Data Science

Treyson · ‎08-25-2020

Blog Banner.png

Featured on the Data Science Portal.

When I was asked to do a review on the text mining tools, I jumped at the opportunity. I hadn’t used them yet and since I have been using Alteryx, this is the very first completely new tool category to be introduced. I spent all my free time over the past few days playing around with the tools and Googling and ultimately ended up lost.

Ya see, I would not classify myself as a data scientist (or a citizen data scientist). I am very heavy into databases and structure and processes and data flow. I can think analytically, I can look at data and tell you what I see, but the problem that text mining solves is not really in my wheelhouse. Then I sat down with Erica Reuter, an Alteryx Solutions Engineer, who is everything I am not as an Alteryx user. She really helped clarify what is going on, and the world makes a lot more sense. So here is the good and the bad of what I found.

The Good

Out of the gate, I want to tell you that I have never seen a set of tools with less interface on their setup. Each one is designed with a specific function. You really just have to point to what you want to process, and you are good to go. Everyone is reading this for the highlight reel, so let’s just jump right in.

Text Pre-Processing

This tool is super cool. It allows you to strip out stop words (and, is, but, etc.), so that you aren’t seeing these things in your analysis. You don’t care that AND is a giant word in your cloud, so why keep it in there? The tool has a nifty function that allows you to add your own stop words, so if your company name shows up a lot in survey data and you don’t care that it shows up a lot, get it out of there.

Topic Modeling

Once someone held my hand through pretty much this entire tool, the results were cool. This tool allows you to break your word count down into topics and analyze the relevancy of the words to one topic as compared to the others. You can plug in your own topic count, which is something that you have to play around with to understand how much overlap exists and when it does. Do we want to decrease the number of topics, etc. — the things an analyst would know that I don’t. You can then go on to use this data to pinpoint what you might need to focus on in certain areas… like if your Midwestern shipping division has a lot of feedback around on-time service, you might have a problem.

Sentiment Analysis

Something about Darth Vader… I dunno. There are four outputs from this tool: negative, neutral, and positive sentiment scores and a compound score. If you add the negative, neutral and positive scores, the total is one, so each column is how much that thing it is (what a terrible sentence). The compound score assigns an overall sentiment between -1 (ALL CAPS ANGRY) and 1 (HAPPINESS!!!!!!!). The results themselves are valuable, but the real value is when you sift through the results and adjust the real range of negative scores. You can then filter on the ranges downstream in order to take actions against certain sentiments.

PDF Reader (3 tools)

This one I actually figured out, but it took me a minute. You can build this out with either two or three tools, depending on what you want to do. The PDF Input allows you to select a folder, so you are inputting however many PDFs exist in that folder, and you must be cautious of that.

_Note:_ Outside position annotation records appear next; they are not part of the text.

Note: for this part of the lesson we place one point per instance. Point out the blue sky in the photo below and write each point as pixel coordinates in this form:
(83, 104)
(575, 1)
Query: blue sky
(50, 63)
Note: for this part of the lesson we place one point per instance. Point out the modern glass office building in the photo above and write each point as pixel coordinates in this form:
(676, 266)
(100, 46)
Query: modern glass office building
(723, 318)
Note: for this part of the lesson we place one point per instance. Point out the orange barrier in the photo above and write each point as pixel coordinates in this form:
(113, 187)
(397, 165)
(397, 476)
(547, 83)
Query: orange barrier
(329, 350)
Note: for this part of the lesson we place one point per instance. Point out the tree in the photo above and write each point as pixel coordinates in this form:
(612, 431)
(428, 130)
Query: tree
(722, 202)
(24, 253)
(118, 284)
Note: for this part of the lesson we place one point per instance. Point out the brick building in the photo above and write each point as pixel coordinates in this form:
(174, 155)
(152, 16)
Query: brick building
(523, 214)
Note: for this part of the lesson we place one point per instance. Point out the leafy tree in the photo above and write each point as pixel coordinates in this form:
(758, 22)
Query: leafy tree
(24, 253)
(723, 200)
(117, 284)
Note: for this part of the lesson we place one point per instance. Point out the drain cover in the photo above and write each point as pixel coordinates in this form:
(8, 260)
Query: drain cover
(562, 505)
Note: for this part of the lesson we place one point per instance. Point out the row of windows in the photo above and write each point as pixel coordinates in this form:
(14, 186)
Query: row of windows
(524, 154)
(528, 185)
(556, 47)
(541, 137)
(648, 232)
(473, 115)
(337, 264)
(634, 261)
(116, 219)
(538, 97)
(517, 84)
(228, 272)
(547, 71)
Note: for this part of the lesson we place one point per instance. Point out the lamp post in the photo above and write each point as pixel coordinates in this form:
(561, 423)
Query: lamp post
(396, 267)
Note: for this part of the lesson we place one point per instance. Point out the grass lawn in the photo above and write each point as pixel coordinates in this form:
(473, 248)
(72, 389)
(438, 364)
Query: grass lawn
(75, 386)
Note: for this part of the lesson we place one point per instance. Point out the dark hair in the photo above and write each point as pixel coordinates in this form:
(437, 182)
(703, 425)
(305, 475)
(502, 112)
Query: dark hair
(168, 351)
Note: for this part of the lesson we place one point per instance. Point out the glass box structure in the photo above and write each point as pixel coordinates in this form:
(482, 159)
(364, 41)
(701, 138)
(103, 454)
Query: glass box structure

The results don’t provide any value on their own, but they must be passed into the Text to Image tool, which pulls out the text within the document. It reads digital text (like a Word document saved as a PDF) very well. Image text and handwritten text are not without their problems, but they can be done.

There is a third tool that can be added, called the Image Template. Here is where the possibilities get wild. On this tool you can select pixel ranges and name them. Those names will be the headers to your output. This, when fed into the “T input” of your Text to Image tool, creates a template of how it is going to process the documents coming from your PDF Input.

The example that I want to see built out is someone who has a ton of form documents that were all rendered to be formatted EXACTLY the same. A great example would be W-2s (or other tax docs). You could format the first one to say this section is box 1, this section is box 2, etc., and then mine that from all the documents in that folder. You don’t have to sit there and manually enter all of them. The key to this is the formatting. Since the tool is pixel based, the information has to be in the same spot. These tools, I would say, are weird in their design. They seem to have been created with a use case in mind, where rather than grabbing one PDF and just reading it, we must have it in a location with no other PDFs inside. If multiple PDFs exist in a folder, it will process all of them, which depending on the amount of files and pages within those files, can take a long time to do. That doesn’t make sense on the first pass, but when you think about these massive intakes of PDFs, it starts to make sense.

The Bad

Going back to the fact that I don’t know what I am doing… I did some bad things. Things I would not have known about unless guided.

Word Cloud

I want someone to give a good reason that word clouds exist. @EricaR mentions that she uses it to quickly find stop words that haven’t been removed with the Text Pre-Processing tool, which is fair, and I will use it that way. You can use an image to create the shape of your cloud, so that’s cool.

Text Pre-Processing and Sentiment Analysis

You might remember that I said that those tools were good and they are, but together they are bad. The Text Pre-Processing tool can strip out a lot of how the sentiment analysis (VADER) works. Since I had no idea of that, I was removing much of the sentiment from what we were analyzing, which would give bad results. One thing I noticed is that there were some surveys that used sarcasm or very calm text to tell an angry story, and those didn’t get picked up as negative. That wasn’t the fault of the tool or the model, but a result of what I was doing. Here is a little bit on this from @EricaR :

Why wouldn’t I pre-process my data before running it through sentiment analysis?

The Sentiment Analysis feature found in Alteryx’s intelligence suite uses an Algorithm called VADER (Valence Aware Dictionary and sEntiment Reasoner). VADER is a rule-based algorithm, and you will soon see how the rules it employs do not mesh well with data cleansing or text pre-processing. In a nutshell, VADER goes through a routine of running 6 steps:

1 – Check the words presented against the built-in lexicon. VADER looks for words it knows like “horrible” and realizes that is coded as negative.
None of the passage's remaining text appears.